Интервью

Интервью журналу «СОБАКА.РУ»

100% размер текста
+

Ее дебют «Голубая кровь» о денди 1990-х наделал много шума, она получила Рокфеллеровскую премию за роман «Домик в Буа-Коломб» и французский орден Искусств и литературы за переводы Селина. В новой книге «Моя теория литературы» Маруся Климова, не скатываясь в зевотную эссеистику, отправляет на костер истории целые жанры.

Что заставило вас взяться за «Мою теорию литературы»?
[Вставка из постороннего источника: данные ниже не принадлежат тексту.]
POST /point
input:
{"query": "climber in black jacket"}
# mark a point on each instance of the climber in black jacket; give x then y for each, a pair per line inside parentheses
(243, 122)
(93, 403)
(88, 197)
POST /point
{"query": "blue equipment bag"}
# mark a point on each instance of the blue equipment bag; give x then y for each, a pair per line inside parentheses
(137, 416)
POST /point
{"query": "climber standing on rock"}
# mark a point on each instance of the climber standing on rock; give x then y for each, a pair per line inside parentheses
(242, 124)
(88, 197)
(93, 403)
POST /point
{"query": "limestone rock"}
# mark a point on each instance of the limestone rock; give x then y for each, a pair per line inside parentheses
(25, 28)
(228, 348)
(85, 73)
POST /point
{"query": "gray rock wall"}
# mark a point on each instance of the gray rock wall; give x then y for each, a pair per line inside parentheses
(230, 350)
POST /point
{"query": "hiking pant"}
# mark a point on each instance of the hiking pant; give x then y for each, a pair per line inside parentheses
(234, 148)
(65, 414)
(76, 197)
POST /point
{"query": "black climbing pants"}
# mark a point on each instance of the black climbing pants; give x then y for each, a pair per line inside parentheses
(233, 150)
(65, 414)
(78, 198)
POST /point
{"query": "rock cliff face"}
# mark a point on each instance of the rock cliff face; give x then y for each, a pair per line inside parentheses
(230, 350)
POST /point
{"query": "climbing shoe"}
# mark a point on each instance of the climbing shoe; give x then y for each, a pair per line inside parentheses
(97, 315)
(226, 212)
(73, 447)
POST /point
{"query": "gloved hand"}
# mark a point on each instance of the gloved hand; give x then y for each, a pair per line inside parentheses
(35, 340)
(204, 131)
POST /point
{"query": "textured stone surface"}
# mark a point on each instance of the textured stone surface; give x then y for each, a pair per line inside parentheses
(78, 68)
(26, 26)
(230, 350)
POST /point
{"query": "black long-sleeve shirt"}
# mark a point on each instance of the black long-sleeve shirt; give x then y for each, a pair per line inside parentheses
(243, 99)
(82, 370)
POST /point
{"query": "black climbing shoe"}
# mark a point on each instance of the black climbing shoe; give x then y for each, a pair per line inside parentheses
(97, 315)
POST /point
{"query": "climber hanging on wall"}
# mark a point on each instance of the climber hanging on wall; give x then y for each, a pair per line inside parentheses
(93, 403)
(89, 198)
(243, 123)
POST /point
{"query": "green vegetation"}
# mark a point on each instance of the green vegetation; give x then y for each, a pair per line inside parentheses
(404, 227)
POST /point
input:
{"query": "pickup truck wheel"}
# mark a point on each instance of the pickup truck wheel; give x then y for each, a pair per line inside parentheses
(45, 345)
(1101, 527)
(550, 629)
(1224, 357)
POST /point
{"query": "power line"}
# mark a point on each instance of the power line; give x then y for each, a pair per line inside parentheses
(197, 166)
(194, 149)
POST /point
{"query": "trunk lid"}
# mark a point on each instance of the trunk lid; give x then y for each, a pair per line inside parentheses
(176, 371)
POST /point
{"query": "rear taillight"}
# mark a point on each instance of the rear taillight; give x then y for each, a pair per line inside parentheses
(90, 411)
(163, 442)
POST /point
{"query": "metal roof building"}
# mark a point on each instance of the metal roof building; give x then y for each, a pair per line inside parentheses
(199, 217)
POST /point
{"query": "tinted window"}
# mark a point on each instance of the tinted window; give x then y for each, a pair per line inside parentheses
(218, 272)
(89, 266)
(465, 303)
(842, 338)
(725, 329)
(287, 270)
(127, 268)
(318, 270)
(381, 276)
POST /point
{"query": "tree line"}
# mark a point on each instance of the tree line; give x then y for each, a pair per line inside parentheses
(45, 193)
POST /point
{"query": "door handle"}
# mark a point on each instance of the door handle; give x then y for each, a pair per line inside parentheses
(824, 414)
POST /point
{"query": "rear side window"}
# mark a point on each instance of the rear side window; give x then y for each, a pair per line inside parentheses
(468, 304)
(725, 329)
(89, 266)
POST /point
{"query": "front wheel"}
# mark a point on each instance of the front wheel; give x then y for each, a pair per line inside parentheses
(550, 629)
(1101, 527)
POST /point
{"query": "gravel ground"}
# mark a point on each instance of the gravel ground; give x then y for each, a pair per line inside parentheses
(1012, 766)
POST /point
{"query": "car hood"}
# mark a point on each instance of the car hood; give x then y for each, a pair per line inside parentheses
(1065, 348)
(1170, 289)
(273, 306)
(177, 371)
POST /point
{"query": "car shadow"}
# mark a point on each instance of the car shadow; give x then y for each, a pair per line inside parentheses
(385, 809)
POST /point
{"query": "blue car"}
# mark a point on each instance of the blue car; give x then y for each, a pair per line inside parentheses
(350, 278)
М.К.: Я знаю, что многие ждали от меня очередного романа. Но меня пугает пример некоторых отечественных писателей, которые достаточно бодро начали в 90-е и сейчас продолжают в том же духе, порождая кучу разоблачительных банальностей по поводу СМИ, гламура, рекламы и прочих иллюзорных и неподлинных сущностей окружающего мира. Отчего их произведения сегодня производят впечатление какой-то жуткой архаики. Тем более, что для людей моего поколения так называемые «шестидесятники» некогда уже были чуть ли не олицетворением мировой пошлости. Естественно, мне бы очень не хотелось занять постепенно освобождаемое ими в пространстве культуры место. Мне кажется, что нынешнее время существенно отличается, от того, что было десять лет назад, и я его не то чтобы совсем не понимаю, но оно меня пока как-то не очень вдохновляет. Поэтому я и решила немного от него отвлечься, в том числе и буквальном смысле этого слова, обратив свой взгляд в прошлое и на некоторые достаточно отвлеченные идеи и проблемы.

moia-teoria-russkoi-literaturi

Чем она отличается от «Моей истории русской литературы» по форме, тональности?

М.К.: В «Моей истории русской литературы» гораздо больше фактов, того, что можно охватить взглядом, потрогать руками. А должна сказать, что я терпеть не могу схоластику и всегда очень опасалась и старалась избегать разного рода бесплотных мыслей и идей. Поэтому теория для меня гораздо более сложный жанр, чем история. Можно, наверное, сказать, что в своей новой книге я попыталась подойти к решению некоторых метафизических вопросов, по возможности не отрываясь от земли и физического мира.

Какие «многотомные гипсовые кубы» вы без жалости отправили бы на свалку истории?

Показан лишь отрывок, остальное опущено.